Rinaldo Aste impiegò diversi anni per riuscire a dormire la notte: infatti l’incubo di quell’immane tragedia lo accompagnò per molto tempo, né riuscì mai a cancellarlo del tutto. Nei mesi successivi l’Arma dei Carabinieri lo trasferì in Trentino, dove in seguito conobbe Mercede, una gentile signora che anni dopo sarebbe diventata la sua seconda moglie. Più avanti nacque anche un figlio che venne chiamato Stefano, come il secondogenito perito nella tragedia a soli otto mesi.
Rinaldo aveva così ricevuto dal destino una seconda possibilità, ma aveva anche dovuto imparare a convivere con la disperazione, la rabbia e la paura. Del suo dramma non ne parlava mai volentieri perché è la gioia che si deve condividere non tanto il dolore. Tuttavia aveva avuto il coraggio di iniziare una seconda vita anche se i lucidi fatti di quella notte, i visi e l’amore di Pia e dei loro due bambini non sarebbero mai più scomparsi dalla sua memoria. Vivere con il cuore nei ricordi belli e tentare, per quanto possibile, di rimuovere con la mente la tragedia del 9 ottobre 1963 fu per lui un duro esercizio di vita. E la nuova famiglia lo aiutò molto in questo.
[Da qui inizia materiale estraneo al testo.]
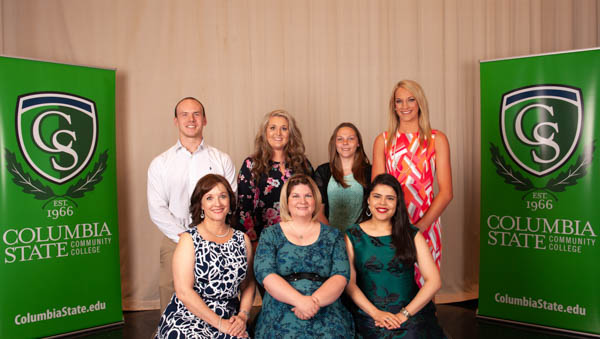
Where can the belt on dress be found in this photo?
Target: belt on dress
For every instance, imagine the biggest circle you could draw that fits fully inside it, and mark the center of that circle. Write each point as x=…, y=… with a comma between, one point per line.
x=304, y=275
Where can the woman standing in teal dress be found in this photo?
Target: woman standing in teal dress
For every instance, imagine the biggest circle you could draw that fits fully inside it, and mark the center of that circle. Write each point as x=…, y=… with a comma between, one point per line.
x=343, y=180
x=382, y=250
x=303, y=266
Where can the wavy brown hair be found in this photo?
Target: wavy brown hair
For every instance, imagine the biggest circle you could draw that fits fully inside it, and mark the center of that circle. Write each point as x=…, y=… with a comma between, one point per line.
x=204, y=185
x=394, y=122
x=286, y=190
x=360, y=159
x=294, y=150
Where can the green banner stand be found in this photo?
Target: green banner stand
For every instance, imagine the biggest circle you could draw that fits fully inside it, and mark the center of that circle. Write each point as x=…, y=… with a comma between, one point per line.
x=540, y=177
x=59, y=250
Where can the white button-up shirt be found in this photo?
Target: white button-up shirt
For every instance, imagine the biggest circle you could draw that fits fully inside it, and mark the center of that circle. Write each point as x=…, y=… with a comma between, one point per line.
x=172, y=177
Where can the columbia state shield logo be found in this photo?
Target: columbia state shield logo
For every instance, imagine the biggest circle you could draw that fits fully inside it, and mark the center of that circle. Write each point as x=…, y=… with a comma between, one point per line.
x=541, y=126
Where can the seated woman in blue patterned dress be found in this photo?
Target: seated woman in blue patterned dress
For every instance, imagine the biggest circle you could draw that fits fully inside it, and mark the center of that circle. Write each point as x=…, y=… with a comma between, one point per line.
x=303, y=266
x=343, y=180
x=212, y=267
x=382, y=250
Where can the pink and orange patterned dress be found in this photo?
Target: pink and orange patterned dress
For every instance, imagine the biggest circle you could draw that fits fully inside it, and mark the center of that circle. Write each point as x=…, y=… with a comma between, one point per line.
x=414, y=167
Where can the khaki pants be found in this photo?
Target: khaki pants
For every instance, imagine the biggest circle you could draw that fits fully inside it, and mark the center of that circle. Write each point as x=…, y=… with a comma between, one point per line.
x=165, y=284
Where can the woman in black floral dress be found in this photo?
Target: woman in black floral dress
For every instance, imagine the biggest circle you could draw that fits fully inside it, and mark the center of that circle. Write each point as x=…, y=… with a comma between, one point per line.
x=278, y=154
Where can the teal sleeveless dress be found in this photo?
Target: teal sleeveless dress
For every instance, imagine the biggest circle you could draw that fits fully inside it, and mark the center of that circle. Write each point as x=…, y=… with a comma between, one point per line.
x=389, y=285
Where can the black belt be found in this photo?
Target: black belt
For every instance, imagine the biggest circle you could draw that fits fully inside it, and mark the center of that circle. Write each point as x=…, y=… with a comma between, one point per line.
x=304, y=275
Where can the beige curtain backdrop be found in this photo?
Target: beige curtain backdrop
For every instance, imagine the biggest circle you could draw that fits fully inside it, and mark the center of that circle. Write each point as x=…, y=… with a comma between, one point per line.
x=325, y=61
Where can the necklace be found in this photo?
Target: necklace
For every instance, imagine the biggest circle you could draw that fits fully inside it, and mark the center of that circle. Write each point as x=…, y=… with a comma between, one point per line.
x=218, y=235
x=298, y=234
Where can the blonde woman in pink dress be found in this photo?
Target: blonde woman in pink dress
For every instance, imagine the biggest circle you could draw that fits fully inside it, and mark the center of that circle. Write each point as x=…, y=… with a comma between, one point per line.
x=416, y=155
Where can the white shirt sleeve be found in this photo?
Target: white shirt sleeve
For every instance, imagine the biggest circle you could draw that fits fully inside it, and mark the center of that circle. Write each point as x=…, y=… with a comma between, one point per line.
x=230, y=174
x=158, y=203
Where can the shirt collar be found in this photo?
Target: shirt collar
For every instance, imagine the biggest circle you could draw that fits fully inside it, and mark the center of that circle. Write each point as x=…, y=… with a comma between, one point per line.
x=180, y=147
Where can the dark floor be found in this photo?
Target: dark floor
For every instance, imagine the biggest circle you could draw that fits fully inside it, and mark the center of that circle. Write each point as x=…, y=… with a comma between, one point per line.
x=458, y=320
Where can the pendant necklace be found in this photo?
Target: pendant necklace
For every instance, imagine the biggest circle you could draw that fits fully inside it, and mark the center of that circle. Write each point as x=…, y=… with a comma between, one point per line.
x=218, y=235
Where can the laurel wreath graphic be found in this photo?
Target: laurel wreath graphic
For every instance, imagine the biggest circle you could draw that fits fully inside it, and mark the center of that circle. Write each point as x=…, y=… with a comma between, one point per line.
x=44, y=192
x=557, y=184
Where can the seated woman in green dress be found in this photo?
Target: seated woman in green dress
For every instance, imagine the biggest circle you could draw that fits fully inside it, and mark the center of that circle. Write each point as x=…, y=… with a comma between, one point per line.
x=303, y=266
x=382, y=250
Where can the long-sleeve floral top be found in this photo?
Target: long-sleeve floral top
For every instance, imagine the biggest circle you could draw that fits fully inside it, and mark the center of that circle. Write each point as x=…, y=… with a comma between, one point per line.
x=258, y=205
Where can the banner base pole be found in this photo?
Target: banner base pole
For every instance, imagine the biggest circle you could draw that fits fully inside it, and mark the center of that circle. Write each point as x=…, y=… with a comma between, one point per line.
x=524, y=324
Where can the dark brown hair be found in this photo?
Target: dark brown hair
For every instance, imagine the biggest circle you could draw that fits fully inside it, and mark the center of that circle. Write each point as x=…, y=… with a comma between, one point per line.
x=360, y=159
x=204, y=185
x=402, y=237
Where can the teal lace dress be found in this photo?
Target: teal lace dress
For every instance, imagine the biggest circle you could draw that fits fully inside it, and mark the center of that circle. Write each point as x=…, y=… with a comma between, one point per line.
x=389, y=285
x=327, y=257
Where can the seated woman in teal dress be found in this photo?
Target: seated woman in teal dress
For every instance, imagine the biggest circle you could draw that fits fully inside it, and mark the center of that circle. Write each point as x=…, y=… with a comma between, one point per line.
x=303, y=266
x=382, y=250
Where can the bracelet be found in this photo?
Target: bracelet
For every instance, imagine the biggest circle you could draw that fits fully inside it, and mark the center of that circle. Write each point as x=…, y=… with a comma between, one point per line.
x=405, y=313
x=246, y=313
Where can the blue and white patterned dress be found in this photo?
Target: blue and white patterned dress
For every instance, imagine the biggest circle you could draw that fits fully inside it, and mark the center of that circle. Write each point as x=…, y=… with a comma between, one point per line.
x=218, y=274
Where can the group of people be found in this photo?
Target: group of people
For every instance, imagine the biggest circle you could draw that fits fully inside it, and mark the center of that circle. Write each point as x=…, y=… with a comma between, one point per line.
x=351, y=249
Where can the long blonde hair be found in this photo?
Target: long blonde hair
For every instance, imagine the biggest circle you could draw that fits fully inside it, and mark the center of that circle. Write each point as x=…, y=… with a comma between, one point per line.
x=394, y=122
x=293, y=151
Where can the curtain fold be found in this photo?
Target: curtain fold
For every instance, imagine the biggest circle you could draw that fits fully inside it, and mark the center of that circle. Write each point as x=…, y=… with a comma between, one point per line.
x=324, y=61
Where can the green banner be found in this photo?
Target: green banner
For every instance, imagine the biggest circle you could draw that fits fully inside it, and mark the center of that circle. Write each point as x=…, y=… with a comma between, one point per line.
x=59, y=250
x=539, y=249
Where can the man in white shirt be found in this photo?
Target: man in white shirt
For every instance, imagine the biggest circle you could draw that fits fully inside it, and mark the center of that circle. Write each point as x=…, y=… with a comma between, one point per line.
x=172, y=177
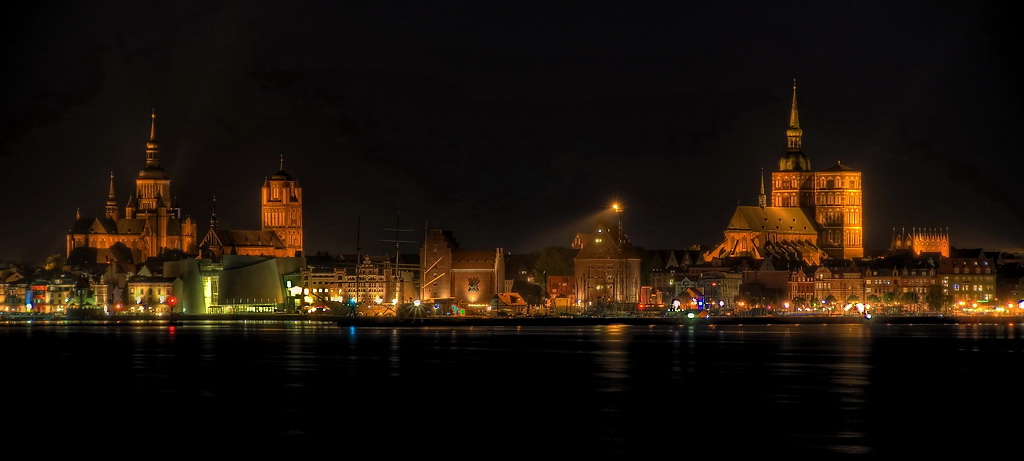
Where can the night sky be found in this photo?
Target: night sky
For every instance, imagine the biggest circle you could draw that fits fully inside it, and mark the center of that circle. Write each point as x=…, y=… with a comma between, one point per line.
x=511, y=124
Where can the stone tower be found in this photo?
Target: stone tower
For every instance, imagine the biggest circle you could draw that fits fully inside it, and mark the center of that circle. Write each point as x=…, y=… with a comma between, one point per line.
x=834, y=196
x=282, y=209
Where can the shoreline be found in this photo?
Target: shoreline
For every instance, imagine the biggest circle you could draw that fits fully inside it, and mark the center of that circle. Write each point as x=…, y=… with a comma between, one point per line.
x=344, y=322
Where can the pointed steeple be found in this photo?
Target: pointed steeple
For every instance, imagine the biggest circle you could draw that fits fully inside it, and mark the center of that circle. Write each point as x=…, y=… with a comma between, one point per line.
x=762, y=199
x=112, y=203
x=794, y=133
x=152, y=147
x=213, y=213
x=795, y=159
x=110, y=195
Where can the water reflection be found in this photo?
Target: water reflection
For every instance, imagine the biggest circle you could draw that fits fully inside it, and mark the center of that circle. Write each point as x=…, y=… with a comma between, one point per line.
x=811, y=389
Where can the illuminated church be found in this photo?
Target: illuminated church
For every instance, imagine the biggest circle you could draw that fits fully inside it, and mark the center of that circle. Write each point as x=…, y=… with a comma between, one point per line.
x=151, y=224
x=813, y=214
x=281, y=233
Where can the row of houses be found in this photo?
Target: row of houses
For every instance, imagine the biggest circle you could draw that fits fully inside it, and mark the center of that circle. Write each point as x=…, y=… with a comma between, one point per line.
x=967, y=281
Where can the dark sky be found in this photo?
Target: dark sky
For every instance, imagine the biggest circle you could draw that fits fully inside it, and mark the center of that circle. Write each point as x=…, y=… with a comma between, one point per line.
x=511, y=124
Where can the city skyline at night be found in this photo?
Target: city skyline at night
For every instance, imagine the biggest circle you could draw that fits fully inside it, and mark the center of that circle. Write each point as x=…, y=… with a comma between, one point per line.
x=510, y=138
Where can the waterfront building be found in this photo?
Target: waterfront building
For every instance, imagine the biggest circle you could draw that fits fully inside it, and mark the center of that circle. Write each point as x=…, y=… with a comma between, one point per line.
x=282, y=209
x=607, y=267
x=466, y=279
x=919, y=241
x=152, y=222
x=150, y=294
x=281, y=235
x=561, y=291
x=839, y=285
x=236, y=284
x=370, y=283
x=968, y=277
x=813, y=214
x=833, y=197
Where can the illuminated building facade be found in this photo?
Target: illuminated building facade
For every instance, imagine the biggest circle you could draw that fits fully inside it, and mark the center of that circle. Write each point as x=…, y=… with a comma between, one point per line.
x=968, y=277
x=282, y=209
x=468, y=278
x=282, y=224
x=607, y=267
x=151, y=224
x=833, y=197
x=920, y=241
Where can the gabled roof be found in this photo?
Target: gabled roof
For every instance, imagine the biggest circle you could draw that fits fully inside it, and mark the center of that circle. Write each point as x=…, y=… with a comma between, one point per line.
x=508, y=299
x=235, y=238
x=839, y=167
x=790, y=220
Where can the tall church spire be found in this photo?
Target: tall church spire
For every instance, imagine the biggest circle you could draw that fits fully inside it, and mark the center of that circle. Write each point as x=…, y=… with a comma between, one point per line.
x=112, y=203
x=762, y=200
x=213, y=213
x=152, y=147
x=795, y=134
x=110, y=195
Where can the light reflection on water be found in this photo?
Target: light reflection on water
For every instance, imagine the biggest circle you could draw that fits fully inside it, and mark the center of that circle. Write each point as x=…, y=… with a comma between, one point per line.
x=602, y=389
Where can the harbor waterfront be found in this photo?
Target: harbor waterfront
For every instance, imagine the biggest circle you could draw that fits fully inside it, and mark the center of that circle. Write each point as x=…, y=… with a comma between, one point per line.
x=784, y=388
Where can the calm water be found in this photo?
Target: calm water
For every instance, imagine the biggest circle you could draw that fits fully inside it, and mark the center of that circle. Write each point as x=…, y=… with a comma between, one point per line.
x=809, y=389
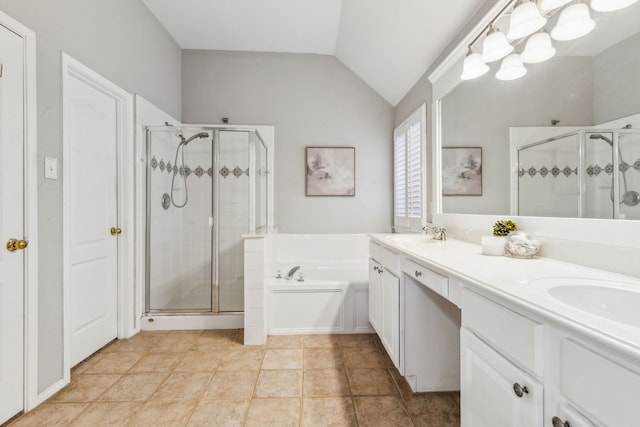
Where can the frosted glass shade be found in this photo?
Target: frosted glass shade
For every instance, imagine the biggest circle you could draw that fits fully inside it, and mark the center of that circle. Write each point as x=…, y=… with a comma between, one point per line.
x=574, y=22
x=511, y=68
x=495, y=46
x=552, y=4
x=538, y=49
x=610, y=5
x=473, y=66
x=525, y=20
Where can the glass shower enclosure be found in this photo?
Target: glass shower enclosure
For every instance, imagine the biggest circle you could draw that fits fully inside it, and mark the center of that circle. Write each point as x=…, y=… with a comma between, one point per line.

Rinaldo Aste morì a 81 anni, nel 2005 a Mori, dove tempo prima si era trasferito. Fra i pochi sopravvissuti del Vajont aveva trovato un nuovo futuro grazie ad una vita intensa, fatta di lavoro e di affetti. Nel 1985 la sorte lo aveva costretto nuovamente a rivivere – con altrettanta rabbia e sbigottimento – un altro analogo dramma: quello del disastro di Stava, stavolta accaduto nel “suo” amato Trentino. Anche in quel caso, dove morirono 268 persone innocenti, furono interessi economici e irresponsabilità umana a causare il crollo di un bacino e a spazzare via case e persone. Rinaldo lo sapeva bene che quella era una storia molto simile alla sua. Un’altra storia di avidità e criminale leggerezza che pur nel dolore non doveva essere dimenticata, ma rimanere come monito a insegnamento per le future generazioni.